"Audax" bikes are a fairly recent development.
At the conception of AUK, rules required all bikes to have full mudguards. This rule has been relaxed to be 'at the organiser's discretion'.
Most Audax riders used Touring bikes. Some decided they would ride Audax rides close to the maximum permissable speed, so installed Salmon Profile guards on their lightweights. Not bikes in the sense of 'road racing' bikes, but bikes similar to road bikes with heavier and more robust rims and larger tyres. They needed more clearance than full blooded tight Road frames for the mudguards rule.
When I joined AUK, my number was 1100 and something. After a few years away, I rejoind and my number is 6300 and something.
Many clubs organise Randos now, but 15 years ago, AUK members and CTC districts organised Randos.
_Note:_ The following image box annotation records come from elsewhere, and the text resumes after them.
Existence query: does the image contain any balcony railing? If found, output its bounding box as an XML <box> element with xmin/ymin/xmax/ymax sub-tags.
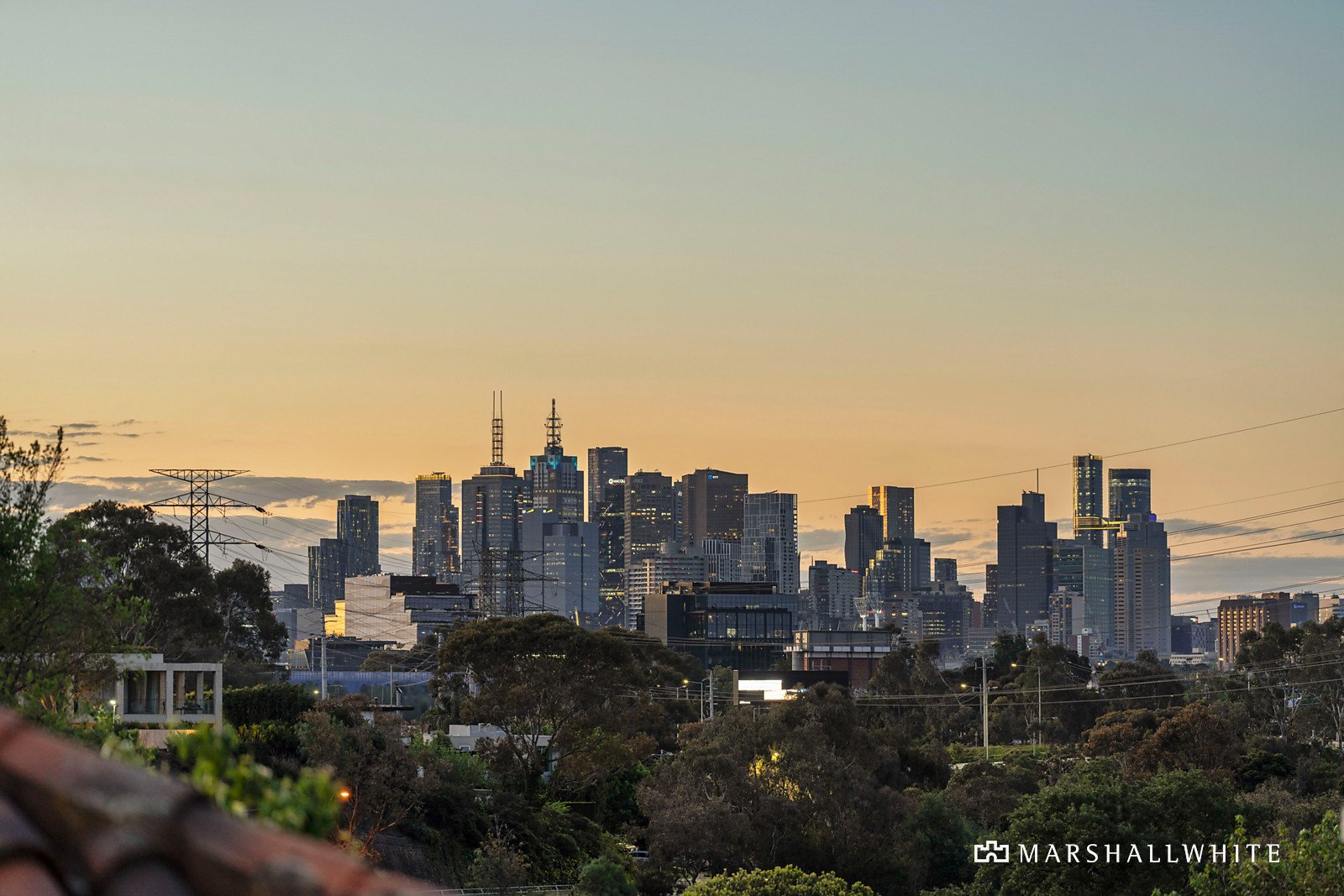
<box><xmin>172</xmin><ymin>697</ymin><xmax>215</xmax><ymax>716</ymax></box>
<box><xmin>123</xmin><ymin>700</ymin><xmax>166</xmax><ymax>716</ymax></box>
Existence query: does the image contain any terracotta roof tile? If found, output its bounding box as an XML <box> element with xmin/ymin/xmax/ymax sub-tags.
<box><xmin>0</xmin><ymin>858</ymin><xmax>66</xmax><ymax>896</ymax></box>
<box><xmin>0</xmin><ymin>710</ymin><xmax>432</xmax><ymax>896</ymax></box>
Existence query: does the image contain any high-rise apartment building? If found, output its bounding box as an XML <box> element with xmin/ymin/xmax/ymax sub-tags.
<box><xmin>1110</xmin><ymin>511</ymin><xmax>1172</xmax><ymax>658</ymax></box>
<box><xmin>336</xmin><ymin>495</ymin><xmax>381</xmax><ymax>576</ymax></box>
<box><xmin>1055</xmin><ymin>538</ymin><xmax>1116</xmax><ymax>647</ymax></box>
<box><xmin>412</xmin><ymin>473</ymin><xmax>461</xmax><ymax>583</ymax></box>
<box><xmin>461</xmin><ymin>407</ymin><xmax>526</xmax><ymax>616</ymax></box>
<box><xmin>307</xmin><ymin>538</ymin><xmax>345</xmax><ymax>612</ymax></box>
<box><xmin>932</xmin><ymin>558</ymin><xmax>957</xmax><ymax>584</ymax></box>
<box><xmin>522</xmin><ymin>399</ymin><xmax>583</xmax><ymax>522</ymax></box>
<box><xmin>1106</xmin><ymin>468</ymin><xmax>1153</xmax><ymax>524</ymax></box>
<box><xmin>625</xmin><ymin>470</ymin><xmax>677</xmax><ymax>621</ymax></box>
<box><xmin>587</xmin><ymin>446</ymin><xmax>630</xmax><ymax>522</ymax></box>
<box><xmin>808</xmin><ymin>560</ymin><xmax>863</xmax><ymax>621</ymax></box>
<box><xmin>1218</xmin><ymin>595</ymin><xmax>1277</xmax><ymax>666</ymax></box>
<box><xmin>742</xmin><ymin>491</ymin><xmax>802</xmax><ymax>595</ymax></box>
<box><xmin>844</xmin><ymin>504</ymin><xmax>885</xmax><ymax>572</ymax></box>
<box><xmin>864</xmin><ymin>538</ymin><xmax>930</xmax><ymax>609</ymax></box>
<box><xmin>625</xmin><ymin>540</ymin><xmax>708</xmax><ymax>629</ymax></box>
<box><xmin>589</xmin><ymin>480</ymin><xmax>625</xmax><ymax>623</ymax></box>
<box><xmin>869</xmin><ymin>485</ymin><xmax>916</xmax><ymax>542</ymax></box>
<box><xmin>1074</xmin><ymin>454</ymin><xmax>1106</xmax><ymax>548</ymax></box>
<box><xmin>519</xmin><ymin>508</ymin><xmax>601</xmax><ymax>621</ymax></box>
<box><xmin>701</xmin><ymin>538</ymin><xmax>742</xmax><ymax>582</ymax></box>
<box><xmin>681</xmin><ymin>470</ymin><xmax>748</xmax><ymax>545</ymax></box>
<box><xmin>995</xmin><ymin>491</ymin><xmax>1058</xmax><ymax>634</ymax></box>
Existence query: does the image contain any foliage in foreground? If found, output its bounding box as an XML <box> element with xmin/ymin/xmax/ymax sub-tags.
<box><xmin>170</xmin><ymin>724</ymin><xmax>341</xmax><ymax>837</ymax></box>
<box><xmin>685</xmin><ymin>865</ymin><xmax>875</xmax><ymax>896</ymax></box>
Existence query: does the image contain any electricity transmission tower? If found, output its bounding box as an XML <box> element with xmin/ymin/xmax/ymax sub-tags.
<box><xmin>145</xmin><ymin>470</ymin><xmax>266</xmax><ymax>565</ymax></box>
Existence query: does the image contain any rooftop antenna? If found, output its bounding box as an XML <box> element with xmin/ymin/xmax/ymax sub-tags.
<box><xmin>491</xmin><ymin>390</ymin><xmax>504</xmax><ymax>466</ymax></box>
<box><xmin>546</xmin><ymin>398</ymin><xmax>560</xmax><ymax>451</ymax></box>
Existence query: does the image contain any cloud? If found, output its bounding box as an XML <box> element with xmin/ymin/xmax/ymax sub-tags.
<box><xmin>51</xmin><ymin>474</ymin><xmax>415</xmax><ymax>513</ymax></box>
<box><xmin>798</xmin><ymin>529</ymin><xmax>844</xmax><ymax>551</ymax></box>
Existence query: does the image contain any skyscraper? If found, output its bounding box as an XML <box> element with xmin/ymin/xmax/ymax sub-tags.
<box><xmin>519</xmin><ymin>508</ymin><xmax>601</xmax><ymax>621</ymax></box>
<box><xmin>589</xmin><ymin>480</ymin><xmax>625</xmax><ymax>623</ymax></box>
<box><xmin>701</xmin><ymin>538</ymin><xmax>742</xmax><ymax>582</ymax></box>
<box><xmin>522</xmin><ymin>399</ymin><xmax>583</xmax><ymax>522</ymax></box>
<box><xmin>681</xmin><ymin>470</ymin><xmax>748</xmax><ymax>547</ymax></box>
<box><xmin>808</xmin><ymin>560</ymin><xmax>863</xmax><ymax>621</ymax></box>
<box><xmin>625</xmin><ymin>470</ymin><xmax>677</xmax><ymax>619</ymax></box>
<box><xmin>864</xmin><ymin>538</ymin><xmax>932</xmax><ymax>607</ymax></box>
<box><xmin>844</xmin><ymin>504</ymin><xmax>883</xmax><ymax>572</ymax></box>
<box><xmin>742</xmin><ymin>491</ymin><xmax>802</xmax><ymax>594</ymax></box>
<box><xmin>412</xmin><ymin>473</ymin><xmax>461</xmax><ymax>583</ymax></box>
<box><xmin>869</xmin><ymin>485</ymin><xmax>916</xmax><ymax>542</ymax></box>
<box><xmin>307</xmin><ymin>538</ymin><xmax>345</xmax><ymax>612</ymax></box>
<box><xmin>932</xmin><ymin>558</ymin><xmax>957</xmax><ymax>584</ymax></box>
<box><xmin>1055</xmin><ymin>538</ymin><xmax>1116</xmax><ymax>647</ymax></box>
<box><xmin>1106</xmin><ymin>469</ymin><xmax>1153</xmax><ymax>522</ymax></box>
<box><xmin>1074</xmin><ymin>454</ymin><xmax>1105</xmax><ymax>548</ymax></box>
<box><xmin>462</xmin><ymin>399</ymin><xmax>524</xmax><ymax>616</ymax></box>
<box><xmin>1111</xmin><ymin>510</ymin><xmax>1172</xmax><ymax>658</ymax></box>
<box><xmin>995</xmin><ymin>491</ymin><xmax>1058</xmax><ymax>634</ymax></box>
<box><xmin>587</xmin><ymin>446</ymin><xmax>630</xmax><ymax>522</ymax></box>
<box><xmin>336</xmin><ymin>495</ymin><xmax>381</xmax><ymax>576</ymax></box>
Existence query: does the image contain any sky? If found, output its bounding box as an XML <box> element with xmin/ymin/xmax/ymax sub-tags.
<box><xmin>0</xmin><ymin>3</ymin><xmax>1344</xmax><ymax>617</ymax></box>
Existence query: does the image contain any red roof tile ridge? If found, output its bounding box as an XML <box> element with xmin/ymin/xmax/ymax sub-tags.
<box><xmin>0</xmin><ymin>710</ymin><xmax>434</xmax><ymax>896</ymax></box>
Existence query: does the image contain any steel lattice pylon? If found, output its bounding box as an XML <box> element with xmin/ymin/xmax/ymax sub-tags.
<box><xmin>145</xmin><ymin>470</ymin><xmax>266</xmax><ymax>565</ymax></box>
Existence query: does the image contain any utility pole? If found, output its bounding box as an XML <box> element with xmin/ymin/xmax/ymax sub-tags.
<box><xmin>1031</xmin><ymin>666</ymin><xmax>1046</xmax><ymax>757</ymax></box>
<box><xmin>979</xmin><ymin>657</ymin><xmax>990</xmax><ymax>762</ymax></box>
<box><xmin>145</xmin><ymin>469</ymin><xmax>266</xmax><ymax>565</ymax></box>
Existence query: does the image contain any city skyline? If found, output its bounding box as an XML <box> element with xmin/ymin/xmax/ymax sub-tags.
<box><xmin>0</xmin><ymin>3</ymin><xmax>1344</xmax><ymax>623</ymax></box>
<box><xmin>21</xmin><ymin>400</ymin><xmax>1344</xmax><ymax>623</ymax></box>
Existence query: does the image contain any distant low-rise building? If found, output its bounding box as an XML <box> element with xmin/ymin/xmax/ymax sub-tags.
<box><xmin>643</xmin><ymin>582</ymin><xmax>797</xmax><ymax>670</ymax></box>
<box><xmin>338</xmin><ymin>574</ymin><xmax>475</xmax><ymax>647</ymax></box>
<box><xmin>786</xmin><ymin>629</ymin><xmax>894</xmax><ymax>690</ymax></box>
<box><xmin>89</xmin><ymin>652</ymin><xmax>224</xmax><ymax>726</ymax></box>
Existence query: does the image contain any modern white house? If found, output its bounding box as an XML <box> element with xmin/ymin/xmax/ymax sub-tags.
<box><xmin>102</xmin><ymin>652</ymin><xmax>224</xmax><ymax>726</ymax></box>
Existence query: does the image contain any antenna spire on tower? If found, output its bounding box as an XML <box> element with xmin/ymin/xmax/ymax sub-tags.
<box><xmin>546</xmin><ymin>398</ymin><xmax>560</xmax><ymax>450</ymax></box>
<box><xmin>491</xmin><ymin>390</ymin><xmax>504</xmax><ymax>466</ymax></box>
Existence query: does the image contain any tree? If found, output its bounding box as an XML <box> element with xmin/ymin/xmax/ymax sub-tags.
<box><xmin>1098</xmin><ymin>652</ymin><xmax>1185</xmax><ymax>712</ymax></box>
<box><xmin>638</xmin><ymin>685</ymin><xmax>946</xmax><ymax>892</ymax></box>
<box><xmin>298</xmin><ymin>697</ymin><xmax>439</xmax><ymax>856</ymax></box>
<box><xmin>470</xmin><ymin>825</ymin><xmax>528</xmax><ymax>896</ymax></box>
<box><xmin>685</xmin><ymin>865</ymin><xmax>876</xmax><ymax>896</ymax></box>
<box><xmin>62</xmin><ymin>501</ymin><xmax>223</xmax><ymax>661</ymax></box>
<box><xmin>1133</xmin><ymin>701</ymin><xmax>1241</xmax><ymax>780</ymax></box>
<box><xmin>943</xmin><ymin>757</ymin><xmax>1043</xmax><ymax>831</ymax></box>
<box><xmin>1293</xmin><ymin>616</ymin><xmax>1344</xmax><ymax>746</ymax></box>
<box><xmin>0</xmin><ymin>417</ymin><xmax>143</xmax><ymax>712</ymax></box>
<box><xmin>58</xmin><ymin>501</ymin><xmax>285</xmax><ymax>668</ymax></box>
<box><xmin>215</xmin><ymin>560</ymin><xmax>287</xmax><ymax>665</ymax></box>
<box><xmin>170</xmin><ymin>726</ymin><xmax>341</xmax><ymax>837</ymax></box>
<box><xmin>439</xmin><ymin>616</ymin><xmax>688</xmax><ymax>793</ymax></box>
<box><xmin>574</xmin><ymin>856</ymin><xmax>637</xmax><ymax>896</ymax></box>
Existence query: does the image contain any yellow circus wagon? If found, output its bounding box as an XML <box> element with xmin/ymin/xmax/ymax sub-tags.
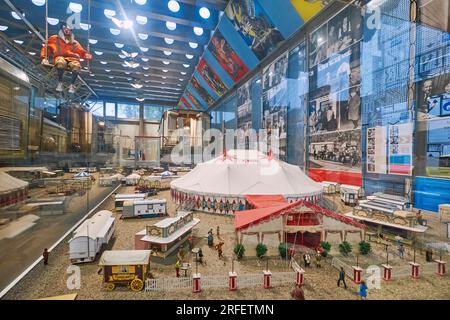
<box><xmin>99</xmin><ymin>250</ymin><xmax>151</xmax><ymax>292</ymax></box>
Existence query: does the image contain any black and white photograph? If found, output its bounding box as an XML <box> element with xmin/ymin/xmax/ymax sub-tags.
<box><xmin>309</xmin><ymin>130</ymin><xmax>361</xmax><ymax>172</ymax></box>
<box><xmin>339</xmin><ymin>86</ymin><xmax>361</xmax><ymax>130</ymax></box>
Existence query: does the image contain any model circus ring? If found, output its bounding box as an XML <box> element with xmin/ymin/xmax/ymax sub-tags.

Bike builders saw this popularity as an opportunity to 'cash in'. Special bikes were designed with mudguards and low gearing. ie the 'Audax' bike. Perfectly usable but not a true Road bike and not a true Tourer.
To say 'every bike that can be ridden on the road is a 'Road' bike' is a unmissable blooper.
Back in the day, a 'Road' bike was a balls-out racing bike, a 'Tourer' was as it says; and all inbetween was a 'sports' bike with the suffix of 'tourer' or 'racer'.
The sports bike was aimed at those who didn't race or hadn't the lolly to spend on a Road bike. It was likely to be cheaply built and attracted a good return for the shop and manufacturer. It was a huge market. As has been said, they gained the reputation of being a 'pile of shoot' so the 'sports' prefix was dropped to maintain sales.
Nowadays, there are so many different types and styles that these terms have faded into history. Shops label 'Sports' bikes as 'Road' bikes to sell them to non racers who like the thrill of crouching over the drops on a 45 mph downhill.
Then there was MTBs. Off-roaders, pure and simple. A great ride up and quickly down a forest track, brushing treetrunks and jumping ravines.
Very low gears.
Some cyclists had both a sports bike and a MTB. Then they wished the two were combined, and thus was born the Hybrid. Hybrid? What a dull name. What else could it be called. Town and Country??
And then Lance Armstrong happened. Trek and Spesh didn't start up by building Road bikes, they caught the MTB boom in California.
With Lance's success, the low cost 'Racer' was in demand so Trek and Spesh ( and Shimano ) reacted, and that's where we are now. Roadracing faxsimile bikes that don't cost the earth and can be entered in a Cat4 or Cat3 with confidence.
Grumpy old gits like me see tham as Sports bikes that have improved enormously since the seventies. They have Road bike geometry and look like Road bikes from the pavement as they roll past. Some have tripple chainsets and a 28 tooth large sprocket, what would only have been seen on a Tourer.
So what do we call them?
If you go in a decent LBS and ask for a Road bike, he will lead you to the £4000 + balls out Race bikes.
"Entry level racer"? "Intermediate roadrace bike"?